Import essential libraries
# import libraries
import pandas as pd # for data manupulation or analysis
import numpy as np # for numeric calculation
import matplotlib.pyplot as plt # for data visualization
import seaborn as sns # for data visualization
Load breast cancer dataset & explore
We are loading breast cancer data using a scikit-learn load_brast_cancer class.
Click on the below button to download the breast cancer data in CSV file format.
#Load breast cancer dataset
from sklearn.datasets import load_breast_cancer
cancer_dataset = load_breast_cancer()
type(cancer_dataset)
Output >>> sklearn.utils.Bunch
The scikit-learn store data in an object bunch like a dictionary.
# keys in dataset
cancer_dataset.keys()
Output >>> dict_keys([‘data’, ‘target’, ‘target_names’, ‘DESCR’, ‘feature_names’, ‘filename’])
# featurs of each cells in numeric format
cancer_dataset['data']
Output >>>
array([[1.799e+01, 1.038e+01, 1.228e+02, ..., 2.654e-01, 4.601e-01,
1.189e-01],
[2.057e+01, 1.777e+01, 1.329e+02, ..., 1.860e-01, 2.750e-01,
8.902e-02],
[1.969e+01, 2.125e+01, 1.300e+02, ..., 2.430e-01, 3.613e-01,
8.758e-02],
...,
[1.660e+01, 2.808e+01, 1.083e+02, ..., 1.418e-01, 2.218e-01,
7.820e-02],
[2.060e+01, 2.933e+01, 1.401e+02, ..., 2.650e-01, 4.087e-01,
1.240e-01],
[7.760e+00, 2.454e+01, 4.792e+01, ..., 0.000e+00, 2.871e-01,
7.039e-02]])
These numeric values are extracted features of each cell.
# malignant or benign value
cancer_dataset['target']
The target stores the values of malignant or benign tumors.
# target value name malignant or benign tumor
cancer_dataset['target_names']
Output >>> array([‘malignant’, ‘benign’], dtype='<U9′)
0 means malignant tumor
1 mean benign tumor
The cancer_dataset[‘DESCR’] store the description of breast cancer dataset.
# description of data
print(cancer_dataset['DESCR'])
Output >>>
.. _breast_cancer_dataset:
Breast cancer wisconsin (diagnostic) dataset
--------------------------------------------
**Data Set Characteristics:**
:Number of Instances: 569
:Number of Attributes: 30 numeric, predictive attributes and the class
:Attribute Information:
- radius (mean of distances from center to points on the perimeter)
- texture (standard deviation of gray-scale values)
- perimeter
- area
- smoothness (local variation in radius lengths)
- compactness (perimeter^2 / area - 1.0)
- concavity (severity of concave portions of the contour)
- concave points (number of concave portions of the contour)
- symmetry
- fractal dimension ("coastline approximation" - 1)
The mean, standard error, and "worst" or largest (mean of the three
largest values) of these features were computed for each image,
resulting in 30 features.

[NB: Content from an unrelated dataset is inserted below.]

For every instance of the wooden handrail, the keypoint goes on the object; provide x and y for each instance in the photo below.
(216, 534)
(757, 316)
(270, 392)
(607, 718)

For instance, field 3 is Mean Radius, field
13 is Radius SE, field 23 is Worst Radius.
- class:
- WDBC-Malignant
- WDBC-Benign
:Summary Statistics:
===================================== ====== ======
Min Max
===================================== ====== ======
radius (mean): 6.981 28.11
texture (mean): 9.71 39.28
perimeter (mean): 43.79 188.5
area (mean): 143.5 2501.0
smoothness (mean): 0.053 0.163
compactness (mean): 0.019 0.345
concavity (mean): 0.0 0.427
concave points (mean): 0.0 0.201
symmetry (mean): 0.106 0.304
fractal dimension (mean): 0.05 0.097
radius (standard error): 0.112 2.873
texture (standard error): 0.36 4.885
perimeter (standard error): 0.757 21.98
area (standard error): 6.802 542.2
smoothness (standard error): 0.002 0.031
compactness (standard error): 0.002 0.135
concavity (standard error): 0.0 0.396
concave points (standard error): 0.0 0.053
symmetry (standard error): 0.008 0.079
fractal dimension (standard error): 0.001 0.03
radius (worst): 7.93 36.04
texture (worst): 12.02 49.54
perimeter (worst): 50.41 251.2
area (worst): 185.2 4254.0
smoothness (worst): 0.071 0.223
compactness (worst): 0.027 1.058
concavity (worst): 0.0 1.252
concave points (worst): 0.0 0.291
symmetry (worst): 0.156 0.664
fractal dimension (worst): 0.055 0.208
===================================== ====== ======
:Missing Attribute Values: None
:Class Distribution: 212 - Malignant, 357 - Benign
:Creator: Dr. William H. Wolberg, W. Nick Street, Olvi L. Mangasarian
:Donor: Nick Street
:Date: November, 1995
This is a copy of UCI ML Breast Cancer Wisconsin (Diagnostic) datasets.
https://goo.gl/U2Uwz2
Features are computed from a digitized image of a fine needle
aspirate (FNA) of a breast mass. They describe
characteristics of the cell nuclei present in the image.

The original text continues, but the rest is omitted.